Matcher m = r.matcher(line);
if (m.find( )) {
System.out.println("Found value: " + m.group(0) );
System.out.println("Found value: " + m.group(1) );
System.out.println("Found value: " + m.group(2) );
This produces an output like this
Found value: This order was placed for QT3000! OK?
Found value: This order was placed for QT300
Found value: 0
I understand that the pattern we are searching for in the string is a sequence that is a number ( \\d+
) with anything before (.*)
and after it (.*)
. Please correct me if I am wrong here.
I understood that m.group(0) returns the whole string. I didn't understand the second line of the output. Found value: This order was placed for QT300 . What is happening here?
It's returning the match produced from the first capturing group ( ... )
. And since *
by default is a greedy operator, it's matching everything up until the last digit in the character string.
Breaking it down:
m.group(0) → Entire match → (.*)(\\d+)(.*) // This order was placed for QT3000! OK?

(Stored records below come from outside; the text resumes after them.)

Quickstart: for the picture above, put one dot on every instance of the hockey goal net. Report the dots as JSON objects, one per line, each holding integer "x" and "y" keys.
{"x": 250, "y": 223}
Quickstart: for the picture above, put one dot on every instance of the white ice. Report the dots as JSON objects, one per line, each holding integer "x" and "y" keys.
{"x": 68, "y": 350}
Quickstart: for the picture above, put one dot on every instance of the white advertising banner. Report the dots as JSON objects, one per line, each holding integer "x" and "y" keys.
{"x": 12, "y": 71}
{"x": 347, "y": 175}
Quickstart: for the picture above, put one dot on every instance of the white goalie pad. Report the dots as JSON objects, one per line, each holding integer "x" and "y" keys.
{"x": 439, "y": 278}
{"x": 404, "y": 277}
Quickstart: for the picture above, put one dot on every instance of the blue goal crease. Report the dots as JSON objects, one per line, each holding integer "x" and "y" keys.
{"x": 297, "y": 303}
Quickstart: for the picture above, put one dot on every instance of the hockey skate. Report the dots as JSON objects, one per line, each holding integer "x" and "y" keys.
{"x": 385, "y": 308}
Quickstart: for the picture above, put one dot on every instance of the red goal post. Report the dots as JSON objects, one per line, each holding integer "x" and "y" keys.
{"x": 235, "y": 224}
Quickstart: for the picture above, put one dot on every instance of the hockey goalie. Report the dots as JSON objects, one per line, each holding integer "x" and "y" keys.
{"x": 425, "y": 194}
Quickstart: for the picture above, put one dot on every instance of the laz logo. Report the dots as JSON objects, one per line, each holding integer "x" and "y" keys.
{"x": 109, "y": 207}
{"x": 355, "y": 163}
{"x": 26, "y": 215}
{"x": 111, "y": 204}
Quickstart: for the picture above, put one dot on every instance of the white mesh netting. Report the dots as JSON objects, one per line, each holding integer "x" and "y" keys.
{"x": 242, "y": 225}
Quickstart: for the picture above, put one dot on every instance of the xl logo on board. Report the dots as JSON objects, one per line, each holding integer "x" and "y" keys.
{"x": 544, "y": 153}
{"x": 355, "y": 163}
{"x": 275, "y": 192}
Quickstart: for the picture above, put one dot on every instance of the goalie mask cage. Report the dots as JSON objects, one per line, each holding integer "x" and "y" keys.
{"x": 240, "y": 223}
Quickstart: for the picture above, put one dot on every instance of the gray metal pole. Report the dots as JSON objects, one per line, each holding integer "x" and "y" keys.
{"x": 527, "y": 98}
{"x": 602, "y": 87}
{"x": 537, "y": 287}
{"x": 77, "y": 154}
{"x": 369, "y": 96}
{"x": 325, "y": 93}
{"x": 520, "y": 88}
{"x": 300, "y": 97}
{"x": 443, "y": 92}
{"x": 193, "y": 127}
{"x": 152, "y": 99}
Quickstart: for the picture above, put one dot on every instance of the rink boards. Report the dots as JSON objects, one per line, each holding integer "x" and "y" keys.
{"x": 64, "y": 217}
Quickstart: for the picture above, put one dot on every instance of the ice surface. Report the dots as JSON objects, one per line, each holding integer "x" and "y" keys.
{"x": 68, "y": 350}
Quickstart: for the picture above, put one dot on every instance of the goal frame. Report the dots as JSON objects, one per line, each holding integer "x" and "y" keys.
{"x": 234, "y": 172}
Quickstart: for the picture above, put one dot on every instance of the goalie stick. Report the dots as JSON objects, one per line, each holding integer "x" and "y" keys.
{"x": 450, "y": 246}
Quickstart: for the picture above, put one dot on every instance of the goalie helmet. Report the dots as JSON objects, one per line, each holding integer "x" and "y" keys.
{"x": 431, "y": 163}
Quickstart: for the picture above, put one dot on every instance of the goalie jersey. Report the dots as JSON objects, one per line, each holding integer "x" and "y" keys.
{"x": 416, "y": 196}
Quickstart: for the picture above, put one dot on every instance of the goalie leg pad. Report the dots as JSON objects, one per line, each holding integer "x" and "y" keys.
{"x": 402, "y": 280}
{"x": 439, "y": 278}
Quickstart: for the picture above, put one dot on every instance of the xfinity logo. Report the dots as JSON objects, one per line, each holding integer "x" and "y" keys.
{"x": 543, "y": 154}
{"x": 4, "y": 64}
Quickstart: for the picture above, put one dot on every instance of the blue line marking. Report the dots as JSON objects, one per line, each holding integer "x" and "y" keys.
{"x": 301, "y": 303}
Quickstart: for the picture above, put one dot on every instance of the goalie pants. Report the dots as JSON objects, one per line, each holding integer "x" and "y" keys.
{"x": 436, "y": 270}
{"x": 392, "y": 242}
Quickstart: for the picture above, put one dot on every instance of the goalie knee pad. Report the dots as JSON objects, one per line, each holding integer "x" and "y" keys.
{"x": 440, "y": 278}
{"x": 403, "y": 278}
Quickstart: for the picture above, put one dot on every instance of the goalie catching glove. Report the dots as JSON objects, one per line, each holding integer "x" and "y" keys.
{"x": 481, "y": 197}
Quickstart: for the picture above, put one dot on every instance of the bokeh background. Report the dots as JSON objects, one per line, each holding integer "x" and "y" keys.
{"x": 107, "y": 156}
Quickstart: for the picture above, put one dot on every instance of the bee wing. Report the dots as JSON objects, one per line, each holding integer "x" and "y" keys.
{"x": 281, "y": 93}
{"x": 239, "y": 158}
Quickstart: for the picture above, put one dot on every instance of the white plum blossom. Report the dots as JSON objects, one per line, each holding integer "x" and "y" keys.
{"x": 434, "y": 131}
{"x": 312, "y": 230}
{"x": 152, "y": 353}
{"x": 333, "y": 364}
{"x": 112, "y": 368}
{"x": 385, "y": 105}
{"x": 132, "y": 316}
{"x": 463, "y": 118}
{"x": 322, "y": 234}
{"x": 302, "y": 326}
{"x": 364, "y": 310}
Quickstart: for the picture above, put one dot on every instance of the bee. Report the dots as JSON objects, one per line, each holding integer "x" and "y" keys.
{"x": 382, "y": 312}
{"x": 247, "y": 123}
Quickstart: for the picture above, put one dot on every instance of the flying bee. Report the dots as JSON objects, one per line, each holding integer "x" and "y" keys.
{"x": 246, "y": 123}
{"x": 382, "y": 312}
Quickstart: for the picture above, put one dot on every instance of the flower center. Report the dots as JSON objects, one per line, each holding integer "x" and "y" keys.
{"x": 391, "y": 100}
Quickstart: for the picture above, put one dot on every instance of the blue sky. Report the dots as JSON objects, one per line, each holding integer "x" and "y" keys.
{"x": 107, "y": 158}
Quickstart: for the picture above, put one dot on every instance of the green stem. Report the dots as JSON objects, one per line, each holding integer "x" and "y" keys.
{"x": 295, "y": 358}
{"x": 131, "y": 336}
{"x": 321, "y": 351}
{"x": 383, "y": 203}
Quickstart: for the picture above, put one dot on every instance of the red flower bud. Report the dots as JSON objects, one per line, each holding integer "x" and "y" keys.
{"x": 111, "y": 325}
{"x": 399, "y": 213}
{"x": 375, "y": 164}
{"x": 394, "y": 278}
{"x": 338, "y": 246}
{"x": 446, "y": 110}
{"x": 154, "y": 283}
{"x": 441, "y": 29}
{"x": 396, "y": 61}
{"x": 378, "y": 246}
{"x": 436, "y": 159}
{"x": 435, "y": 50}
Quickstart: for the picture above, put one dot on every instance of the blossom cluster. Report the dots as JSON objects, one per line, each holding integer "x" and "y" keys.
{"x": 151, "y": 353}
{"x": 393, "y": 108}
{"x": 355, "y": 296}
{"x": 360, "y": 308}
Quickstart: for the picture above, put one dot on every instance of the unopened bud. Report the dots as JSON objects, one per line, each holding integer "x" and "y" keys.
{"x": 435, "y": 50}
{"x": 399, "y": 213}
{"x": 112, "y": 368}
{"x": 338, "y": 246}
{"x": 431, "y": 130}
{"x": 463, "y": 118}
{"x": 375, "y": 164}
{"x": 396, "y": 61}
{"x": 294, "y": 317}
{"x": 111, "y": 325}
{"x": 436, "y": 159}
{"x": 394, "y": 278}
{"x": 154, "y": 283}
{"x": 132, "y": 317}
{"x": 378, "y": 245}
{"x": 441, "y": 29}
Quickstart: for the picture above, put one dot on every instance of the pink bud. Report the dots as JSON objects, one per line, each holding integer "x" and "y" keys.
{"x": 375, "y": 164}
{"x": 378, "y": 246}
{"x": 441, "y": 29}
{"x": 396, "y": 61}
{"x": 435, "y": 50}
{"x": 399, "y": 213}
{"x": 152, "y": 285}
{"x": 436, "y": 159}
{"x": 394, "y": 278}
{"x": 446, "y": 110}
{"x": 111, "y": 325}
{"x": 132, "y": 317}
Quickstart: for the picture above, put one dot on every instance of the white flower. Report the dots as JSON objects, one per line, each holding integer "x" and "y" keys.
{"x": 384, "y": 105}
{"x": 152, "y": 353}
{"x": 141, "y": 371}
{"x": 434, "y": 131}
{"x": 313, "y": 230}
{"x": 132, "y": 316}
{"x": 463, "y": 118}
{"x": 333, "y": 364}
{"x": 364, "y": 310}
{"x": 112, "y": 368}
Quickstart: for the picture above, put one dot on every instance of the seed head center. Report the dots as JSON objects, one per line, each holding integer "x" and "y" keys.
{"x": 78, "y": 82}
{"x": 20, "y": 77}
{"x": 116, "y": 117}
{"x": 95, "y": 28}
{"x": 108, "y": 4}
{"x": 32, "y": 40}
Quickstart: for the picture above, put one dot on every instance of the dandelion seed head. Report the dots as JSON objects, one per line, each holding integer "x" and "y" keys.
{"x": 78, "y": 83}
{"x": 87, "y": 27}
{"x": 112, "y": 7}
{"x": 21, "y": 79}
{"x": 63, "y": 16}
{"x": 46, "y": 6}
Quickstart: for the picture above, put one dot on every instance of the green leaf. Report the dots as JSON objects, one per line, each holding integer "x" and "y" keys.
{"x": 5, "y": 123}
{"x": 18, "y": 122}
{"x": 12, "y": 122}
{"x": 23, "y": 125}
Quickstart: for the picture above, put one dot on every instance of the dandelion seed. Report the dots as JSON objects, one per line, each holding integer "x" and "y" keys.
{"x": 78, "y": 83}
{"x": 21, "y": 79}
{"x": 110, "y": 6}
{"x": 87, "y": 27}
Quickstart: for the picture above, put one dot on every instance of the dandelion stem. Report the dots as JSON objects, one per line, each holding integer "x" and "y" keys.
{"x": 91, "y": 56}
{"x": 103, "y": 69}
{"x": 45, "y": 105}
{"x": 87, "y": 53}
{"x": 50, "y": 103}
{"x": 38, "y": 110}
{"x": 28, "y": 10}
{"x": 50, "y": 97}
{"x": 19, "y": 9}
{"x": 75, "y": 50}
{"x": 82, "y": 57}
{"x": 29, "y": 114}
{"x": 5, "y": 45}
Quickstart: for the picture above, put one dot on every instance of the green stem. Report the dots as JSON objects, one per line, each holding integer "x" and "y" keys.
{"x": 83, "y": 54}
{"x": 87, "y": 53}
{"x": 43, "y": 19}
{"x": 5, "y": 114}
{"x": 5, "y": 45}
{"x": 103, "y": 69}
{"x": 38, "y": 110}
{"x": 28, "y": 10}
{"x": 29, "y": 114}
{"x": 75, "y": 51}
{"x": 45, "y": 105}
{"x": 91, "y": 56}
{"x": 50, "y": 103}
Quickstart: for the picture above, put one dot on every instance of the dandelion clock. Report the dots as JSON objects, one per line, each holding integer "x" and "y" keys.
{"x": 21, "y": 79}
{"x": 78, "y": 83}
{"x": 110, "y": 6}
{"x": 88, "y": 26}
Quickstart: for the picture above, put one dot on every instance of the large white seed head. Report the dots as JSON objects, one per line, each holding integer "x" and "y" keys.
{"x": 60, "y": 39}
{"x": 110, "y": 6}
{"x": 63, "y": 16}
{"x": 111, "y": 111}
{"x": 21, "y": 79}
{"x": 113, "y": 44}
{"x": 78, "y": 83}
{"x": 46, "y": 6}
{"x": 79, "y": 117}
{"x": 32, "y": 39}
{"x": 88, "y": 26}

m.group(1) → Capture Group 1 → (.*) // This order was placed for QT300
m.group(2) → Capture Group 2 → (\\d+) // 0
m.group(3) → Capture Group 3 → (.*) // ! OK?
This is due to both greedy (as many as possible) and docile (give back when needed) from the regex. ( Greedy... but Docile )
Hence it pretty explains the situation u got there.
This order was placed for QT300
0
! OK?
! OK?
To understand better if you change the one to unlimited (\\d+) to zero to unlimited (\\d*), the Greedy behavior from Group 1 will take it all.